Hygroscopie. La maltodextrine et le dextrose anhydre sont tous deux hygroscopiques — ils absorbent l’humidité de l’air. Cela peut être un avantage (prolonger la durée de conservation des produits de boulangerie en retenant l’humidité) ou un inconvénient (provoquer l’agglomération des mélanges de poudres sèches si l’emballage est inadéquat). Le saccharose est nettement moins hygroscopique, ce qui explique qu’il reste fluide dans des conditions qui feraient agglomérer les poudres de dextrose ou de maltodextrine.

Considérations de coût

Au niveau des matières premières de commodité, la tarification suit une hiérarchie générale : le saccharose a tendance à être le moins cher (reflétant l’échelle considérable de la production mondiale de sucre), suivi du dextrose conventionnel, puis de la maltodextrine (reflétant les étapes de transformation supplémentaires), les versions biologiques de chacun commandant une prime par rapport à leurs homologues conventionnels.
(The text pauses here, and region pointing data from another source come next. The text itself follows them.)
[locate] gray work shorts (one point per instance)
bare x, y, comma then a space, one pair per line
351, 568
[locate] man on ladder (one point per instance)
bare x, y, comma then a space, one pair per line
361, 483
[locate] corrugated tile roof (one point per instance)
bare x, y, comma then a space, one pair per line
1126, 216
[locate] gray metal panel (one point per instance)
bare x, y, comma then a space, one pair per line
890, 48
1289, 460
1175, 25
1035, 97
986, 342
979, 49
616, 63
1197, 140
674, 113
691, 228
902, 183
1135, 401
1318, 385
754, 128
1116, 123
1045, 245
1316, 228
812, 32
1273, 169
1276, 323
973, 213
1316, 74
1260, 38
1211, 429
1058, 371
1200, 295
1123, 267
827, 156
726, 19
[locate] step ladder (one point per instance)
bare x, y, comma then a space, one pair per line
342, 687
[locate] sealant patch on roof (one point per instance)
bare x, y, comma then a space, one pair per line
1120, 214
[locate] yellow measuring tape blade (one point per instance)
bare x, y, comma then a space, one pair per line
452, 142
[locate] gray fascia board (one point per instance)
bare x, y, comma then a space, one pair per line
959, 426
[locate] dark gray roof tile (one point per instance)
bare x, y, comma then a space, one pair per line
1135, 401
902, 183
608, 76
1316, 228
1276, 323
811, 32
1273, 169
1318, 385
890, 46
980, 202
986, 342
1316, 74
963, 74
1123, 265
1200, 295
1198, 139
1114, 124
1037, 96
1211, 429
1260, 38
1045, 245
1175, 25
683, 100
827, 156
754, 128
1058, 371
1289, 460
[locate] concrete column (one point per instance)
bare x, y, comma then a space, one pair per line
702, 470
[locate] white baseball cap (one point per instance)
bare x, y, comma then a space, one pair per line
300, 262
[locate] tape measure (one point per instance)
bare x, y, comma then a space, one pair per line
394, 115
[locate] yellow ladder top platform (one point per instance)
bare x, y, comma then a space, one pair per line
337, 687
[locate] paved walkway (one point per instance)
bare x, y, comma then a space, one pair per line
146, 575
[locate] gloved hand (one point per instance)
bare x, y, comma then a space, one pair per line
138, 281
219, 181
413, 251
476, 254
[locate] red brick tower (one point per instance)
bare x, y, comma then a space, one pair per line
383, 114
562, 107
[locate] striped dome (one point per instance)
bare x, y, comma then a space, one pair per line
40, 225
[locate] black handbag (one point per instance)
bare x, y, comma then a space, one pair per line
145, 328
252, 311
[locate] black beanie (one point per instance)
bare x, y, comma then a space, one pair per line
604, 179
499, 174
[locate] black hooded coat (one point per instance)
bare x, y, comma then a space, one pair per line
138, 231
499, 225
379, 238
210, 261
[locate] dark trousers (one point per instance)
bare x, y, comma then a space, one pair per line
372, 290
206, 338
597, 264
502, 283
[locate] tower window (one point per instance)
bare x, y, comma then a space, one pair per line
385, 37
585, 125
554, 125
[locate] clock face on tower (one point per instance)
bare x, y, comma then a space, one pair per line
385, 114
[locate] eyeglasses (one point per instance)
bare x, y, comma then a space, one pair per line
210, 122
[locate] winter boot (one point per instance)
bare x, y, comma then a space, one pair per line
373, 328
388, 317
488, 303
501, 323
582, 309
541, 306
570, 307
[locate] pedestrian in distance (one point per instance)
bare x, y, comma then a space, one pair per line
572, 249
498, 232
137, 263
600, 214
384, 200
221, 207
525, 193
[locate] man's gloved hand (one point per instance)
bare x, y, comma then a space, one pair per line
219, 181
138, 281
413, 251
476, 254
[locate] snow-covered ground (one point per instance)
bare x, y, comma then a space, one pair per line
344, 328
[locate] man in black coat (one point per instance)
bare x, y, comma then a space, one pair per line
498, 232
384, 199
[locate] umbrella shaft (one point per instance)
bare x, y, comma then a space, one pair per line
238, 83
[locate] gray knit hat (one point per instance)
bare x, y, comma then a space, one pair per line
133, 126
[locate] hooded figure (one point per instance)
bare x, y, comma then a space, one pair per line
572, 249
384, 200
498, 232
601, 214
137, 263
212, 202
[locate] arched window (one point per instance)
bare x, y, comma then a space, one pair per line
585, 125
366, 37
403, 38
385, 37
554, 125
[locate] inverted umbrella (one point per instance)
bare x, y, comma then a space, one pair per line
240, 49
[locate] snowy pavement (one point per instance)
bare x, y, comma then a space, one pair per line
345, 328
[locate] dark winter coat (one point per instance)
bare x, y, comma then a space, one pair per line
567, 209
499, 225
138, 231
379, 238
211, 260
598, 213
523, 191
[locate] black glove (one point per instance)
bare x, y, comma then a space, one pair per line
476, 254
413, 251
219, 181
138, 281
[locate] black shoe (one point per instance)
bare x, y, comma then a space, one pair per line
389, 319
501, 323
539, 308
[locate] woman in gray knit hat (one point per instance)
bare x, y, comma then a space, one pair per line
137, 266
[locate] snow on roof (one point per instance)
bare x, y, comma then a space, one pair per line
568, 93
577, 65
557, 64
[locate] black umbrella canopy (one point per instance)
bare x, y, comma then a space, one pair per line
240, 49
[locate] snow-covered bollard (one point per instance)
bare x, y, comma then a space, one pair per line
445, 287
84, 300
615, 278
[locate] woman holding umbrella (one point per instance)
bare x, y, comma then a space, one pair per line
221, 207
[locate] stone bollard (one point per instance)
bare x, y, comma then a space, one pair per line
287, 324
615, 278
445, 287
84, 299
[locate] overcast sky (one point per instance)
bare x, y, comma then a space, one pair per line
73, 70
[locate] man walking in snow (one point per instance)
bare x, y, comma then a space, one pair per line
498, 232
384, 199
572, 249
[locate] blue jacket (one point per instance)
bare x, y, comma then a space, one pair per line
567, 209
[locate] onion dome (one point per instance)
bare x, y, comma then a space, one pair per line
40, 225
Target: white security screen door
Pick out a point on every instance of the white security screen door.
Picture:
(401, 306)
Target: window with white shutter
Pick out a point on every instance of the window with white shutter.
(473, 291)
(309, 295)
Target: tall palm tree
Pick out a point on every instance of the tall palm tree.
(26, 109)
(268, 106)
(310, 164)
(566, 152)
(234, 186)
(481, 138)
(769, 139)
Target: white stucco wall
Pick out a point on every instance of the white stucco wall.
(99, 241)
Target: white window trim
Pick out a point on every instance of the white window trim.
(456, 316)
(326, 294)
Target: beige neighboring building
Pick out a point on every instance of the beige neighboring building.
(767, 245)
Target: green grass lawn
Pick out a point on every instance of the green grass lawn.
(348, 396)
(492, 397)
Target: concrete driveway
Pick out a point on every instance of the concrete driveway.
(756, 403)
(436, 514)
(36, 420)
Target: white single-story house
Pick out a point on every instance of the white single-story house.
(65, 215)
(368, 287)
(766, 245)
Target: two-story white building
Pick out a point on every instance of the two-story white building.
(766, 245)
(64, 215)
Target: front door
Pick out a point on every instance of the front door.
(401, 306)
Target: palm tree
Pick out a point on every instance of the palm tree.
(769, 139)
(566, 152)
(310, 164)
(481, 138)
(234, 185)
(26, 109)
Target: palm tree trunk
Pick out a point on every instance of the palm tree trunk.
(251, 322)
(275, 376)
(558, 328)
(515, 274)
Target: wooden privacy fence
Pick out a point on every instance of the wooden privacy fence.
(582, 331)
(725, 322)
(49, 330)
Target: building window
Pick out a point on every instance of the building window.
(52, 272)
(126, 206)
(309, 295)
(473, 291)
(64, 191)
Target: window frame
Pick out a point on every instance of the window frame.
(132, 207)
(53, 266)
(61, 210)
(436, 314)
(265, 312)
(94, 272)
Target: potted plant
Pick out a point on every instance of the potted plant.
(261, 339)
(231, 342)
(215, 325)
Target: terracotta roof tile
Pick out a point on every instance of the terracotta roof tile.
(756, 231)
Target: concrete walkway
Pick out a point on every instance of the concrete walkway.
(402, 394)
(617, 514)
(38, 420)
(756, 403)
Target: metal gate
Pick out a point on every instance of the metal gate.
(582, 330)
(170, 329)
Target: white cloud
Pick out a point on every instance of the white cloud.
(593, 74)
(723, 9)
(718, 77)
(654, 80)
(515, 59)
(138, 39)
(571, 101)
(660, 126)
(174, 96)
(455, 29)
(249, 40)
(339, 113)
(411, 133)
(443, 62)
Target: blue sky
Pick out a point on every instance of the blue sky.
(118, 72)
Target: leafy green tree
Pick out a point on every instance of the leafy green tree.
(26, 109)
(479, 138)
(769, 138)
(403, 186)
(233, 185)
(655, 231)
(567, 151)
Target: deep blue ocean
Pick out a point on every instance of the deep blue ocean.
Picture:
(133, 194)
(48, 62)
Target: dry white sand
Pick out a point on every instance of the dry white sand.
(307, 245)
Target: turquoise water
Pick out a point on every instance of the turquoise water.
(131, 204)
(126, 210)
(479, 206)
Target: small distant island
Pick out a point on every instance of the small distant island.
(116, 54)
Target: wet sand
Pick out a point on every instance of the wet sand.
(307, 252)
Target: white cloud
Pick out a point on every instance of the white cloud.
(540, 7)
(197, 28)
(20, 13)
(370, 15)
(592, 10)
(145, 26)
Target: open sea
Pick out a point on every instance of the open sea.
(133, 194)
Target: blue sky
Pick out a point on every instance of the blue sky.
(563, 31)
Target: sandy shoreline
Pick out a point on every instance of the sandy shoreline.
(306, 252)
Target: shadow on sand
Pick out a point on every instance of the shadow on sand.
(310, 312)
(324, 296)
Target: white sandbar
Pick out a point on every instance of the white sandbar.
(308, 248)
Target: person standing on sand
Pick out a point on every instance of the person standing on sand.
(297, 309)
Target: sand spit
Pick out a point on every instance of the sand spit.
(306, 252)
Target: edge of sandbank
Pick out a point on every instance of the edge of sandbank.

Au sein de la catégorie du dextrose, la forme anhydre comporte généralement une petite prime par rapport au monohydrate, reflétant l’étape de séchage supplémentaire. Pour les applications sensibles au volume où les deux formes donneraient des résultats satisfaisants, le monohydrate représente souvent le meilleur rapport qualité-prix.

Les primes liées à la certification biologique varient selon la région et les conditions d’approvisionnement, mais ajoutent généralement 25–50 % au coût de base de l’ingrédient. Pour les acheteurs sur des marchés où les allégations biologiques orientent les décisions d’achat, cette prime fait partie du coût de l’activité ; pour les acheteurs de catégories sensibles au prix, où la certification biologique n’est pas un facteur de différenciation, le produit conventionnel peut être le choix pragmatique.

Quel glucide pour quelle application ?

Voici un cadre de décision organisé selon l’objectif recherché :

Vous avez besoin d’un apport énergétique rapide avec un pouvoir sucrant modéré. Choisissez le dextrose. Il offre l’absorption la plus rapide, un pouvoir sucrant suffisant pour la plupart des applications de nutrition sportive et de boissons fonctionnelles, ainsi qu’une saveur neutre qui n’interfère pas avec les autres ingrédients. Le dextrose anhydre est préféré pour les poudres instantanées ; le monohydrate convient bien aux barres et aux produits de boulangerie. Consultez notre guide sur le dextrose pour la performance athlétique pour les détails de formulation. Pour les spécifications techniques complètes des deux formes, la page produit du dextrose biologique fournit les paramètres COA actuels et les informations de commande.

Vous avez besoin d’une énergie soutenue avec un goût neutre. Choisissez la maltodextrine. Elle fournit de l’énergie glucidique sur une durée plus longue, ajoute du corps et de la sensation en bouche aux boissons et aux gels, et n’apporte pratiquement aucun pouvoir sucrant — ce qui la rend idéale pour les produits où le sucre provient d’autres sources ou est volontairement maintenu à un niveau bas.

Vous avez besoin d’un pouvoir sucrant maximal et d’une fonctionnalité sucrée classique. Choisissez le saccharose. Il est la référence en matière de qualité du pouvoir sucrant, le plus familier aux consommateurs et l’édulcorant glucidique le plus économique à grande échelle. Ses propriétés fonctionnelles — cristallisation, comportement de brunissement (après inversion), solubilité — sont bien comprises et parfaitement documentées.

Vous avez besoin d’un support ou d’un agent de charge à saveur neutre. Choisissez la maltodextrine ou le dextrose. Le dextrose présente l’avantage d’être un ingrédient à molécule unique, avec un étiquetage plus simple ; la maltodextrine présente l’avantage d’un pouvoir sucrant plus faible et d’une contribution à la viscosité plus grande. Le choix se résume souvent au budget de pouvoir sucrant du produit final.